Estrogen Receptor β as a Possible Double-Edged Sword Molecule in Breast Cancer: A Mechanism of Alteration of Its Role by Exposure to Endocrine-Disrupting Chemicals

Masayo Hirao-Suzuki

doi:10.1248/bpb.b21-00468

Abstract

Estrogen is essential for the growth and development of mammary glands and its signaling is associated with breast cancer growth. Estrogen can exert physiological actions via estrogen receptors α/β (ERα/β). There is experimental evidence suggesting that in ERα/β-positive breast cancer, ERα promotes tumor cell proliferation and ERβ inhibits ERα-mediated transcriptional activity, resulting in abrogation of cell growth. Therefore, ERβ is attracting attention as a potential tumor suppressor, and as a biomarker and therapeutic target in the ERα/β-positive breast cancer. Based on this information, we have hypothesized that some endocrine-disrupting chemicals (EDCs) that can perturb the balance between ERα and ERβ expression levels in breast cancer cells might have effects on the breast cancer proliferation (i.e., down-regulation of the α-type of ER). We have recently reported that 4-methyl-2,4-bis(4-hydroxyphenyl)pent-1-ene (MBP), an active metabolite of bisphenol A, in ERα/β-positive human breast cancer significantly down-regulates ERα expression, yet stimulates cell proliferation through the activation of ERβ-mediated transcription. These results support our hypothesis by demonstrating that exposure to MBP altered the functional role of ERβ in breast cancer cells from suppressor to promoter. In contrast, some EDCs, such as Δ⁹-tetrahydrocannabinol and bisphenol AF, can exhibit anti-estrogenic effects through up-regulation of ERβ expression without affecting the ERα expression levels. However, there is no consensus on the correlation between ERβ expression levels and clinical prognosis, which might be due to differences in exposed chemicals. Therefore, elucidating the exposure effects of EDCs can reveal the reason for inconsistent functional role of ERβ in ERα/β-positive breast cancer.

1. INTRODUCTION

Estrogen plays key role in the development and maintenance of reproductive functions. The steroid hormone 17β-estradiol (E2) is the most potent estrogen produced in the body. The physiological actions of estrogens are largely mediated though the activities of estrogen receptors α and β (ERα/β), belonging to the nuclear receptor superfamily of transcription factors.^1,2) Since the DNA-binding domain, involved in DNA recognition and binding, is highly conserved between ERα and ERβ,²⁾ both ERs can recognize the same estrogen-response element (ERE).³⁾ ERα and ERβ regulate the transcription of a large number of genes. Thus, perturbations to ER-mediated estrogen signaling not only disrupts normal function and development, but also initiates the progression of breast cancer.

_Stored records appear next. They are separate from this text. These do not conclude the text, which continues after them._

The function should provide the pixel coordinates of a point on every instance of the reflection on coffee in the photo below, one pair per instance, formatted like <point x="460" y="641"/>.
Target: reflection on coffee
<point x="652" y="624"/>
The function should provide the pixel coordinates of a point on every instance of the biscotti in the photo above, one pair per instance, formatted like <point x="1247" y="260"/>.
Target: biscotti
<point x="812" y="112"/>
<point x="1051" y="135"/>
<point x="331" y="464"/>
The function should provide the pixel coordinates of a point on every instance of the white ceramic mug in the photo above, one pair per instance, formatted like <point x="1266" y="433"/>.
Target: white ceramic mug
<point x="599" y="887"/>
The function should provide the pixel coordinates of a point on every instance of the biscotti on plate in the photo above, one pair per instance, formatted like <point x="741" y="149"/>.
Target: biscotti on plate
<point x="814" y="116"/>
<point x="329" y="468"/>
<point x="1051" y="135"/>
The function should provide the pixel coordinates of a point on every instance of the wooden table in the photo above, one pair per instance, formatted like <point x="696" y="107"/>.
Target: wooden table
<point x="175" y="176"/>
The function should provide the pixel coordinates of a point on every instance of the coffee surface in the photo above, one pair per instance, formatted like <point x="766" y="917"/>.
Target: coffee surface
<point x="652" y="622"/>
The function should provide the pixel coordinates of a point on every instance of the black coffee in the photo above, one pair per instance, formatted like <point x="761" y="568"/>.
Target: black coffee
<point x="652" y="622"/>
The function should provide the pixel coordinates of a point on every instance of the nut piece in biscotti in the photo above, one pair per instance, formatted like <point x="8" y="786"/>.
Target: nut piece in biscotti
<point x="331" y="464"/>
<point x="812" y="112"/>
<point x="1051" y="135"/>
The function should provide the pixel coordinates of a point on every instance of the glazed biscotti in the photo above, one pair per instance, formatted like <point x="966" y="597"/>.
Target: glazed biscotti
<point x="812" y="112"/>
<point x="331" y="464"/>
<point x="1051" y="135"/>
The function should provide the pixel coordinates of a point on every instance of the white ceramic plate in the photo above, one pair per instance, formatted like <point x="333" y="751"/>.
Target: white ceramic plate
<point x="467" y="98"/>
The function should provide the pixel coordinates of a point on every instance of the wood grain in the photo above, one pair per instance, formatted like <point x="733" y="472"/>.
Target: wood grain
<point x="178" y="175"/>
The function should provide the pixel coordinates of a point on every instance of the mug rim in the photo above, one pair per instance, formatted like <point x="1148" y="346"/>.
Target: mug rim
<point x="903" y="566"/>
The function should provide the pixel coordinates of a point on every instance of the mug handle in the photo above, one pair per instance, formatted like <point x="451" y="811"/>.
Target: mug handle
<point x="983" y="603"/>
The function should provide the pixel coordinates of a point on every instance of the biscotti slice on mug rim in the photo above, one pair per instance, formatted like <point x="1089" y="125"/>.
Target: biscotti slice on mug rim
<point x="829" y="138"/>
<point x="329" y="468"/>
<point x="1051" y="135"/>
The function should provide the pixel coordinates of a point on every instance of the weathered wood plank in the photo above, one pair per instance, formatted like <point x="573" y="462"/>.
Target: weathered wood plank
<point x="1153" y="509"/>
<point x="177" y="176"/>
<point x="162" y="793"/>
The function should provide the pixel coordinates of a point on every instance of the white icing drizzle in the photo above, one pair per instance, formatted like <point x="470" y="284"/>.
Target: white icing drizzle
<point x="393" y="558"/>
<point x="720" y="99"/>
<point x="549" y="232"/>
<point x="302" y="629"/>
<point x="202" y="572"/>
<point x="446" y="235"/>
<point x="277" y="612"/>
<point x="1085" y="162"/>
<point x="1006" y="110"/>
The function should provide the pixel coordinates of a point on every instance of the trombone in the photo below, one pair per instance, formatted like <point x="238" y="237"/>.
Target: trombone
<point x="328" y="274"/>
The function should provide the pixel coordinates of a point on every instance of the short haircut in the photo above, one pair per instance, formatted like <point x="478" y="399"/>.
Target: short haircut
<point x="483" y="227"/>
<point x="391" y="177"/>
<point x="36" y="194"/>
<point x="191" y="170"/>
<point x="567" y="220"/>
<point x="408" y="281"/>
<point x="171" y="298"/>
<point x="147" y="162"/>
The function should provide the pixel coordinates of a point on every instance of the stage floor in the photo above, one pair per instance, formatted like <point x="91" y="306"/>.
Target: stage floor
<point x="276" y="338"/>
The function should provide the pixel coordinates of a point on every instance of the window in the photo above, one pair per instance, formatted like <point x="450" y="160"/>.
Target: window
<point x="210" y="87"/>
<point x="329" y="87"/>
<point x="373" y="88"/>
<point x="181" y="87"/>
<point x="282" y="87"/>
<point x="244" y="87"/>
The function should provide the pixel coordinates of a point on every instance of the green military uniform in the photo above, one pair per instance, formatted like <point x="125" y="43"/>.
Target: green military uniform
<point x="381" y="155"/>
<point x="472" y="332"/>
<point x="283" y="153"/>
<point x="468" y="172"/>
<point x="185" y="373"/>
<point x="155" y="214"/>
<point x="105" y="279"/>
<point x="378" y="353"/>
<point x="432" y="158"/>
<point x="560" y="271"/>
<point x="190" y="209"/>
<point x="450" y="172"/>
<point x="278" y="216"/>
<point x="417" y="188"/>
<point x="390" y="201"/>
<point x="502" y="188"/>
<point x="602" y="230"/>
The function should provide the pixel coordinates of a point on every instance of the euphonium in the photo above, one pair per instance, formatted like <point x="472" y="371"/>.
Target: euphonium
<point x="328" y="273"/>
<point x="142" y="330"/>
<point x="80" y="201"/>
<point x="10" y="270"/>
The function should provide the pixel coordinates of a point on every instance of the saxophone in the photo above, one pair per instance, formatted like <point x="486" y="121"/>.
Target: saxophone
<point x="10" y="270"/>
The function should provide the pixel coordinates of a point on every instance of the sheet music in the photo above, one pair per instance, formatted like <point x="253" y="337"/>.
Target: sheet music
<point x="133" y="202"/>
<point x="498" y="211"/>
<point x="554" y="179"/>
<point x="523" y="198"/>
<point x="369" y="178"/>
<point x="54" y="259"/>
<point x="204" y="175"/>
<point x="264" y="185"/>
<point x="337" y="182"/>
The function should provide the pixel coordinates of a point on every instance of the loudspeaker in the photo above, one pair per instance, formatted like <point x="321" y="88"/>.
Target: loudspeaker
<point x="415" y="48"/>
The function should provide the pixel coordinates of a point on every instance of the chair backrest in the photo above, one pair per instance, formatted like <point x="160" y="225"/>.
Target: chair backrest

Human breast cancers are sub-grouped based on the expression of ERα, progesterone receptor, and human epidermal growth factor receptor 2. However, ER status (positive or negative) in human breast cancer is defined only by the measurement of ERα,⁴⁾ regardless of the status of ERβ expression. ERα affects both tumor development and progression and is significantly associated with poor breast cancer prognosis and malignancy.⁵⁾ In ER-positive breast cancer, ERα promotes tumor cell proliferation and metastasis through estrogenic action.⁵⁾ Most breast cancer tumors co-express both ERα and ERβ.^6,7) ERβ inhibits ERα-mediated transcriptional activity (Fig. 1, left panel), both in vitro and in vivo.^8–11) Especially, ERβ reduces cell proliferation in ERα/β-positive breast cancer cell lines and inhibits tumor formation in mice.^12–14) Moreover, increased ERβ expression levels in breast cancer have been reported to be positively correlated with good prognosis.^15,16) Therefore, ERβ is attracting attention as a possible tumor suppressor and is considered as a biomarker and therapeutic target in ERα/β-positive breast cancer.

Fig. 1. Effects of Exposure to EDCs on ERα and ERβ Expression in ERα/β-Positive Breast Cancer Cells

In general, in ERα/β-positive breast cancer, ERα promotes tumor cell proliferation, whereas ERβ inhibits ERα-mediated transcriptional activity, resulting in abrogation of cell growth (left panel). Some EDCs can perturb the balance between ERα and ERβ expression. MBP stimulates cell proliferation through down-regulation of ERα expression and activation of ERβ-mediated transcription (right upper panel),³³⁾ whereas Δ⁹-THC and BPAF inhibits cell proliferation by up-regulation of ERβ expression (right lower panel).^34–37) The functional role of ERβ is altered by exposure to EDCs in ERα/β-positive breast cancer cells.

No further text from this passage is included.